Body weight and composition

Male offspring were weighed at 1 day and at 6 months of age. In addition, at 6 months of age a noninvasive dual-energy X-ray absorptiometry (DEXA) scan was performed, using the DXA system with a software program for small animals (6 males from 6 litters per group and per post-weaning diet; QDR 4500A; Hologic, Bedford, MA). An in vivo scan of whole body composition was obtained that allowed determination of the percentage of body fat.

Blood Pressure

Measurements were undertaken in conscious animals using non-invasive Tail-cuff sphygmomanometry (ML125 NIPB System, AD Instruments) method. Several cuff sizes are used depending on the weight of the animal. To circumvent the potential problem of restrain-induced stress, the animals were acclimatized for at least one week with placement in the restraint. As adult offspring weaned to high fat diet had markedly increased body weights, we were unable to measure blood pressure due to unavailability of tail-cuff size in that range.

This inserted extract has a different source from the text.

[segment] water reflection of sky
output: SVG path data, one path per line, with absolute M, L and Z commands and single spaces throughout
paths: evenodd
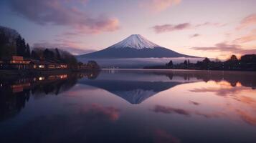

Tissue collection, protein extraction and Western Blotting

At 1 day of age subcutaneous adipose tissue was collected and tissue was pooled from 4 males per litter. In each group 6 litters were studied. At 6 months of age, both subcutaneous and retroperitoneal (visceral) intra-abdominal fat depot adipose tissue were collected; 6 males from 6 litters per group and per postnatal weaning diet were studied, Adipose tissue samples were frozen in liquid nitrogen and stored at −80°C till protein analysis. Protein was extracted in radioimmuno precipitation assay (RIPA) buffer that contained protease inhibitors (HALT cocktail, Pierce). Supernatant protein concentration was determined by BCA solution (PIERCE, Rockford, IL). Protein expression was determined as previously described.21 The primary and secondary antibodies were: AGT (Santa Cruz SC-7419) Primary 1:500, Secondary 1:2000; ACE (Santa Cruz SC-23909) Primary 1:500, Secondary 1:2000; AT1 ( Santa Cruz SC-1573) Primary 1:500, Secondary 1:2000; AT2 (Santa Cruz SC-9040) Primary 1:500, Secondary 1:2000. All commercial antibodies were optimized for binding specificity and bands depicted have the expected molecular weights.

Statistical analysis

At 1 day of age, differences between HF and Controls were compared by unpaired Students’ t-test. At 6 months of age, differences between the four groups were compared by one way or two way analysis of variance (ANOVA), as approproiate, with experimental group (for example: Con/Con) and post-weaning diet (Con or HF) as factors and with Dunnett’s post-hoc test. P values ≤ 0.05 were considered significant.

Results

Body Weights and Body Fat

Consumption of a high fat diet resulted in maternal obesity both at term (Control dams: 378 ± 4g versus HF dams: 430 ± 7g; P<0.05) and at the end of the lactation period (Control dams: 309 ± 5g versus HF dams: 345 ± 6g; P<0.05).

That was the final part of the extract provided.